NEW YORK (MainStreet) — When the San Francisco Department of Health discovered Eaze, officials asked for a meeting to better understand what the medical marijuana related business was about.

“There’s always interesting entrepreneurial ideas and start up groups we hear about that often intercept with the work we do,” said Rachael Kagan, spokesperson with the San Francisco Department of Public Health. “It’s not unusual for us to request a meeting. Some are responsive and some are not. We get more curious when companies aren’t responsive.”

Eaze CEO Keith McCarty immediately set up a meeting with the Department of Health, because he was eager to respond to rumors that his technology services company was dispensing marijuana with delivery drivers.

"We met recently with the San Francisco Department of Public Health,” said McCarty.

Eaze is a technology service not a dispensary and the agency determined it was not necessary for Eaze to obtain a permit."

In addition to medical marijuana, the department of health also oversees with inspections restaurants, food services, animal control, environmental health and buildings.

“We didn’t see the need to permit Eaze because they are not a dispensary,” Kagan told MainStreet. “They are something like a connector. The function they serve is not to dispense marijuana themselves but to work with San Francisco permitted dispensaries.”

Since it’s launch in San Francisco this summer, Eaze Up’s technology helped dispensaries deliver marijuana to the homes of its medical users. Eventually, the CEO plans to apply Eaze’s delivery model to prescription drugs normally purchased at the local drug store.

“We don’t want to limit our scope to just medical marijuana,” McCarty told MainStreet. “A natural progression would be delivering pharmaceuticals from Walgreens to people’s homes. Once we get the distribution technology of medical marijuana under our belt, we’ll have a blue print for forging into other areas of healthcare.”

Until then, McCarty says he is busy addressing the media firestorm that was created by a journalist who misinterpreted information on Eaze’s website.

“We’re doing a better job now on our website to clarify that we don’t employ drivers,” said McCarty. “We screen potential drivers for dispensaries, but we do not touch marijuana at all. We are providing technology services that assist already existing dispensary drivers to home deliver.”

An article that posted August 11 claimed Eaze was employing drivers for $45 an hour and maintained a fleet of delivery cars.
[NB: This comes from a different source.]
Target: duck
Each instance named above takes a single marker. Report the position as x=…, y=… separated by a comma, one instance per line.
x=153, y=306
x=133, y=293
“Eaze gathers the people who have indicated an interest in driving then we do background checks and verify they are a medical marijuana identification card holder that authorizes them to have marijuana in their possession, which could be for their own medical conditions,” said Caroline Vespi, a publicist with Eaze. "We equip them with a driver kit and technology so they know how to use the Eaze app but we don’t employ drivers, and we don’t have a fleet of delivery cars.”

McCarty added that Eaze is merely screening potential drivers for dispensaries.

“We didn’t expect the story to go global in 36 hours,” Vespi told MainStreet. “There were hits in Africa, and Asia and we got interest from investors once they read the story. It’s been nonstop since then in an exciting way.”